Chris Froome (Team Sky) lined up as the de facto leader of the Tour de France in the cheese-making village of Livarot on Friday but, as had been widely anticipated when Tony Martin’s abandon was confirmed the night before, he did not take the start of stage 7 in the yellow jersey.
Historical precedent suggested as much. Alberto Contador inherited the overall lead when Rabobank sent Michael Rasmussen home from Pau in 2007 due to his missed tests in the run-up to the Tour, but the Spaniard did not wear yellow the next day.
However the UCI decided that any decision on wearing yellow was not Froome’s to make, with chief commissaire Guy Dobbelaere confirming to Team Sky that Martin remained the race leader until stage 7 had started. As a result the peloton set out for Fougères without a maillot jaune.
“Obviously with the whole yellow jersey situation, out of respect for Tony I wouldn’t want to be wearing it in any case,” Froome told reporters gathered outside the Team Sky bus ahead of the stage. “In my opinion that’s not the way to inherit the yellow jersey but the UCI commissaires have ruled against it in any case. I am still second on GC so I definitely won’t be starting in the yellow jersey day.”
Though Froome will not wear the jersey, he is now, to all intents and purposes, the leader of the Tour. He did not envisage that it would make any material difference to the way he and his Sky team approached the stage. Even without the jersey over the past two days, Team Sky, like all of the teams with a general classification contender, were visible towards the head of the bunch.
“I definitely don’t see it as a burden, especially on a day like today’s stage, which is a sprinters’ stage. The pressure is on the sprinters’ teams today to control the race and be at the front,” Froome said. “Of course my guys will be up there keeping me out of harm’s way hopefully and it’s just another day to get through.”

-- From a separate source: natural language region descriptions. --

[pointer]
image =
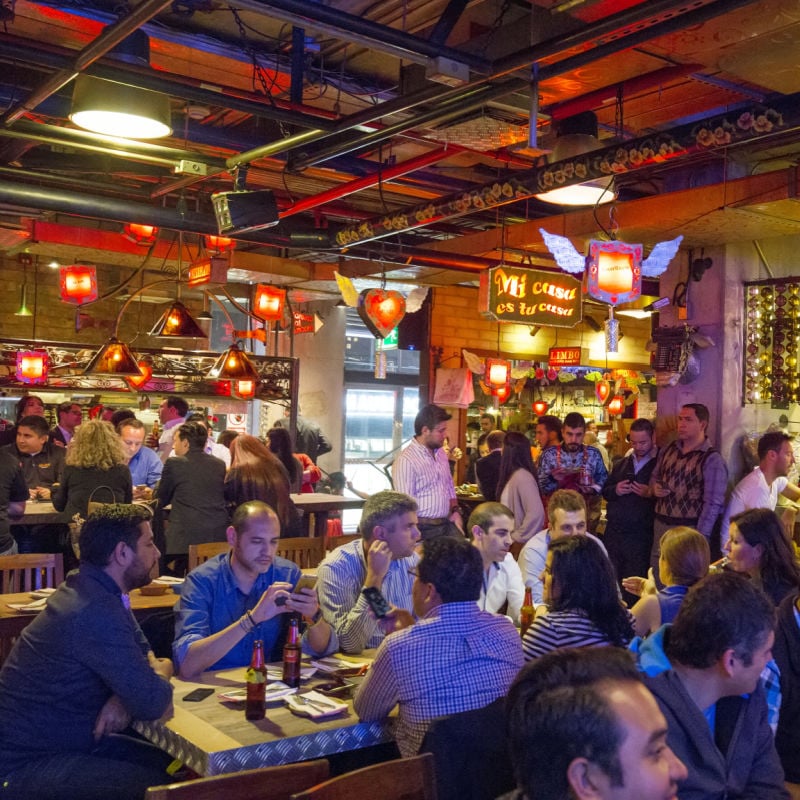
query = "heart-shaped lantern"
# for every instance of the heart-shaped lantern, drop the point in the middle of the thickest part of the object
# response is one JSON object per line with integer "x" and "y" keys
{"x": 381, "y": 310}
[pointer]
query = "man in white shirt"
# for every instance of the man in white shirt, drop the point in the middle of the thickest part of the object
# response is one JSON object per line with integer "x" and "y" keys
{"x": 490, "y": 526}
{"x": 566, "y": 512}
{"x": 761, "y": 488}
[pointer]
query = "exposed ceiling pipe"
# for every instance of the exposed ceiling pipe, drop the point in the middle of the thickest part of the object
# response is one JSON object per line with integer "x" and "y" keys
{"x": 108, "y": 39}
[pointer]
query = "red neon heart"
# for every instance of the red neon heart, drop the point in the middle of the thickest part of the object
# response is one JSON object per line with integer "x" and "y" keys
{"x": 381, "y": 310}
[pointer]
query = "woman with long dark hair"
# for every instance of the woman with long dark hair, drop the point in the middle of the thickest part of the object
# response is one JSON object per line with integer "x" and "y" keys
{"x": 583, "y": 604}
{"x": 759, "y": 548}
{"x": 518, "y": 489}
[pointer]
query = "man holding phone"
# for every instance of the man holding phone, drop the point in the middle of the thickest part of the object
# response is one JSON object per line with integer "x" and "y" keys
{"x": 243, "y": 595}
{"x": 631, "y": 505}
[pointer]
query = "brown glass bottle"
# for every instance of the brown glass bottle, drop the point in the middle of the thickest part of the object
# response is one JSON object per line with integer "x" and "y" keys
{"x": 292, "y": 655}
{"x": 526, "y": 612}
{"x": 256, "y": 677}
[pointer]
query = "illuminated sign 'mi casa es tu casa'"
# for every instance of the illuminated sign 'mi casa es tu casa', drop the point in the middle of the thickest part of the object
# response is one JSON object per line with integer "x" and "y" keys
{"x": 530, "y": 296}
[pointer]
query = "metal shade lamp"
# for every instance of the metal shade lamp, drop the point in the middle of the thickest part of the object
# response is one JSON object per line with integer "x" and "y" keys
{"x": 117, "y": 109}
{"x": 176, "y": 321}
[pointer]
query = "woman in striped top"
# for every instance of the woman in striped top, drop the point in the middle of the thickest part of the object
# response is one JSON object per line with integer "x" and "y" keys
{"x": 584, "y": 607}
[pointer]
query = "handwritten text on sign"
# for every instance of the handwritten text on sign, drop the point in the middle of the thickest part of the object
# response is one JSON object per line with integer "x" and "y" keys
{"x": 530, "y": 296}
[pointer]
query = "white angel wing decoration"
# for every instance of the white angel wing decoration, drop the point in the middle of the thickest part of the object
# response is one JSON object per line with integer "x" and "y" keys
{"x": 416, "y": 297}
{"x": 564, "y": 252}
{"x": 659, "y": 257}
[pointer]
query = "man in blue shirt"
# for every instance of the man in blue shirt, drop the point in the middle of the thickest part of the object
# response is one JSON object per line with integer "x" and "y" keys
{"x": 231, "y": 600}
{"x": 144, "y": 463}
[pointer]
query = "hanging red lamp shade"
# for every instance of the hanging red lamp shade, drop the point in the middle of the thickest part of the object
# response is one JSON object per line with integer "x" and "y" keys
{"x": 79, "y": 283}
{"x": 140, "y": 234}
{"x": 269, "y": 302}
{"x": 616, "y": 405}
{"x": 32, "y": 366}
{"x": 540, "y": 407}
{"x": 219, "y": 244}
{"x": 498, "y": 372}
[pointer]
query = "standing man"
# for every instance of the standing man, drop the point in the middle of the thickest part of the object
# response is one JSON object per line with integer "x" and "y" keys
{"x": 382, "y": 558}
{"x": 689, "y": 482}
{"x": 235, "y": 598}
{"x": 490, "y": 526}
{"x": 144, "y": 463}
{"x": 630, "y": 505}
{"x": 487, "y": 469}
{"x": 574, "y": 465}
{"x": 455, "y": 658}
{"x": 712, "y": 697}
{"x": 761, "y": 488}
{"x": 423, "y": 472}
{"x": 81, "y": 671}
{"x": 171, "y": 412}
{"x": 69, "y": 416}
{"x": 583, "y": 726}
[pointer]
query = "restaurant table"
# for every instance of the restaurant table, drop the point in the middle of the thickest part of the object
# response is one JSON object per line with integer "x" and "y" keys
{"x": 318, "y": 504}
{"x": 213, "y": 737}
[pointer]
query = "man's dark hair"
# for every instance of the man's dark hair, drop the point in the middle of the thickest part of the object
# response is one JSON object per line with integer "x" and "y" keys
{"x": 575, "y": 420}
{"x": 722, "y": 611}
{"x": 454, "y": 567}
{"x": 643, "y": 424}
{"x": 773, "y": 440}
{"x": 551, "y": 423}
{"x": 429, "y": 417}
{"x": 495, "y": 439}
{"x": 106, "y": 528}
{"x": 179, "y": 404}
{"x": 37, "y": 424}
{"x": 194, "y": 433}
{"x": 381, "y": 508}
{"x": 701, "y": 411}
{"x": 558, "y": 710}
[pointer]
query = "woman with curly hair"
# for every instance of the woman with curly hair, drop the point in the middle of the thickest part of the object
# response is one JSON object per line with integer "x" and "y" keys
{"x": 256, "y": 474}
{"x": 582, "y": 598}
{"x": 95, "y": 468}
{"x": 758, "y": 547}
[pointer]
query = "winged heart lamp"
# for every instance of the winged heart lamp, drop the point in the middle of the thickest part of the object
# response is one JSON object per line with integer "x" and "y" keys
{"x": 613, "y": 269}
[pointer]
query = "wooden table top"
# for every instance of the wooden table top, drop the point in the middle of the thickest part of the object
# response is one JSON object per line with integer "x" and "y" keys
{"x": 213, "y": 736}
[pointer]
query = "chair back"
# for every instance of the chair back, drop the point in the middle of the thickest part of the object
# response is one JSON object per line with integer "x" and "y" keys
{"x": 27, "y": 572}
{"x": 305, "y": 551}
{"x": 403, "y": 779}
{"x": 269, "y": 783}
{"x": 200, "y": 553}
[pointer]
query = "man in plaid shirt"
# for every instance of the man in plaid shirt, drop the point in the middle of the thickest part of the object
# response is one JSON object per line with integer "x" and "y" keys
{"x": 454, "y": 658}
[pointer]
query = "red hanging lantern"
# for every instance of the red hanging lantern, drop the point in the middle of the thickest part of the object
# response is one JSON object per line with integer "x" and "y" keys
{"x": 269, "y": 302}
{"x": 540, "y": 407}
{"x": 616, "y": 405}
{"x": 219, "y": 244}
{"x": 79, "y": 283}
{"x": 140, "y": 234}
{"x": 32, "y": 366}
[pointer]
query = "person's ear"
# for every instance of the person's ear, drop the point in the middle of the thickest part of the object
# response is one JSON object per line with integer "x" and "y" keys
{"x": 582, "y": 776}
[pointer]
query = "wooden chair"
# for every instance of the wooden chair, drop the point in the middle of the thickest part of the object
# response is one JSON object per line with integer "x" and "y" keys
{"x": 403, "y": 779}
{"x": 269, "y": 783}
{"x": 305, "y": 551}
{"x": 332, "y": 542}
{"x": 27, "y": 572}
{"x": 199, "y": 553}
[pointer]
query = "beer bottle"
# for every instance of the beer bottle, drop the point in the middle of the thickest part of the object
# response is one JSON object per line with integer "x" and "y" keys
{"x": 256, "y": 677}
{"x": 292, "y": 655}
{"x": 526, "y": 612}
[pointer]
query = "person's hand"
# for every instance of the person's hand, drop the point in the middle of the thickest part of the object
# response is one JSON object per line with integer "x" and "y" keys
{"x": 379, "y": 559}
{"x": 112, "y": 718}
{"x": 268, "y": 606}
{"x": 305, "y": 602}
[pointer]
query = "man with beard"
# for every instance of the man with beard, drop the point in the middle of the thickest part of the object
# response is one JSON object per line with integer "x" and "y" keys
{"x": 81, "y": 671}
{"x": 574, "y": 465}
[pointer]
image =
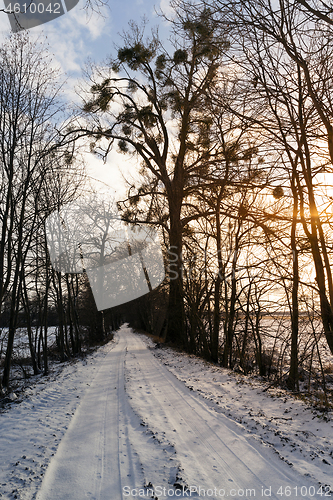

If there are no frissons among the favourites on the afternoon’s trek across Normandy into Brittany – and one can make no assumptions at this Tour – then Froome will have to linger longer than his overall rivals after the finish in Fougères. The Briton is 13 seconds ahead of Tejay van Garderen (BMC) and 15 up on Peter Sagan (Tinkoff-Saxo) and so will have to complete the yellow jersey podium protocol and media obligations of race leadership.
“That’s part of what comes with the yellow jersey, you know that every day you’ve got to schedule at least an hour to do all the media and extra protocols that come with the yellow jersey,” he said. “But I’ve got to get through today’s stage first.”
Clearing things up with Nibali after the crash
The final kilometre crash that meant the unfortunate Martin become the 15th man to abandon the Tour while in yellow also saw Vincenzo Nibali (Astana), van Garderen and Nairo Quintana (Movistar) hit the ground, while Froome only narrowly avoiding coming down.
As he picked himself off the tarmac in Le Havre, Nibali had blamed Froome for the incident, before reviewing the television images and acknowledging to reporters that the Sky man had not been at fault.
Froome made a point of visiting the Astana bus immediately after the finish and climbed aboard to clarify the matter with Nibali.
“There was a bit of confusion out on the road and I think initially Vincenzo was a bit hot under the collar and blamed me for the accident, so I just went on to the Astana bus to clear things up and set the record straight,” Froome said on Friday at the start in Livarot.
Froome clarified that he would not wear the yellow jersey in a tweet before the start of stage . He also wished Tony Martin all the best after surgery on his collarbone in Hamburg, Germany.